Wednesday, January 12, 2011

Joel Klein’s Legacy

I never knew this – it's extraordinary:

the lasting legacy of Joel Klein might not be in New York City but elsewhere, in New Jersey; Baltimore; Washington, DC; New Haven, CT; Rochester, NY; and Christina, Delaware. In each of these places, someone closely connected with the Chancellor became the top educator. In fact, all but Michelle Rhee in Washington actually reported to Mr. Klein, and they worked closely when she led the New Teacher Project. As is well known, it was Mr. Klein who advised incoming DC Mayor Adrian Fenty to hire her.

The others: Deputy Superintendent Christopher Cerf is now the State Superintendent in New Jersey. Andres Alonso is Superintendent in Baltimore. Garth Harries leads the schools in New Haven; J.C. Brizzard is superintendent in Rochester, and Marcia Lyles heads the Christina, Delaware, schools.

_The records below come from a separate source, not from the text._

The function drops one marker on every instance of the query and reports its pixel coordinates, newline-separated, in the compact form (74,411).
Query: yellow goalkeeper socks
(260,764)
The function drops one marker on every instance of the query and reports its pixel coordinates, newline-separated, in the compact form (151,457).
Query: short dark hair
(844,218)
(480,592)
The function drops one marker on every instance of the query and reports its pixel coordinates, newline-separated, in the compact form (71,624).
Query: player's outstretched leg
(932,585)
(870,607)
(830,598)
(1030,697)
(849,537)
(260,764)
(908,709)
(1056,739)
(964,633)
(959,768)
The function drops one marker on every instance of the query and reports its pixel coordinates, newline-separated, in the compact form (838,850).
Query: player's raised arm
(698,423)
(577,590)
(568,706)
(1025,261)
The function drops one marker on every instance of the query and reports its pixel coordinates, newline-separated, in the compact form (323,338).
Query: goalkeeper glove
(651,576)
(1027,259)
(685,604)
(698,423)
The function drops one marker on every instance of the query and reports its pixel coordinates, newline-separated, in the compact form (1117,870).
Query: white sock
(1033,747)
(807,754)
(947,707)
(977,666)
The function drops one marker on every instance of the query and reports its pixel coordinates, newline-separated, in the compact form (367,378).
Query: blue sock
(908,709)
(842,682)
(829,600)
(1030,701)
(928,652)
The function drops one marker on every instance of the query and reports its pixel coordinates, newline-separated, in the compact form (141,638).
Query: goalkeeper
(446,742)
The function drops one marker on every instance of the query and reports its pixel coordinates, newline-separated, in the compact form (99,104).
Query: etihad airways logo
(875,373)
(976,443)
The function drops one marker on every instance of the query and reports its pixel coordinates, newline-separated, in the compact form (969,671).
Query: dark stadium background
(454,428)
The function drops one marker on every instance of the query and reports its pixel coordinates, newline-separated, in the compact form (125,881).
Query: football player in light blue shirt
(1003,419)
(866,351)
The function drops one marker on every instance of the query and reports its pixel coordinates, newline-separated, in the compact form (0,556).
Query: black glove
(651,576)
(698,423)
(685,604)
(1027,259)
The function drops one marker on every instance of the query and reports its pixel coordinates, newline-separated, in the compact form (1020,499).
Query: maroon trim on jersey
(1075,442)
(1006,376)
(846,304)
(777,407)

By my rough calculations, well over 1.5 million students are now in schools led by the five former deputies of Mr. Klein. Add to that Chancellor Rhee's 44,000 students in Washington, DC, and Mr. Klein's 1 million-plus students for a total of 2.6 million students, give or take a few thousand.

Since our public schools currently enroll about 50 million students, that means that more than 5 percent of all US public school students were either directly or indirectly under his influence. I conclude that, in terms of his impact on schools and school systems, Joel Klein is the most important educator that most of America has never heard of.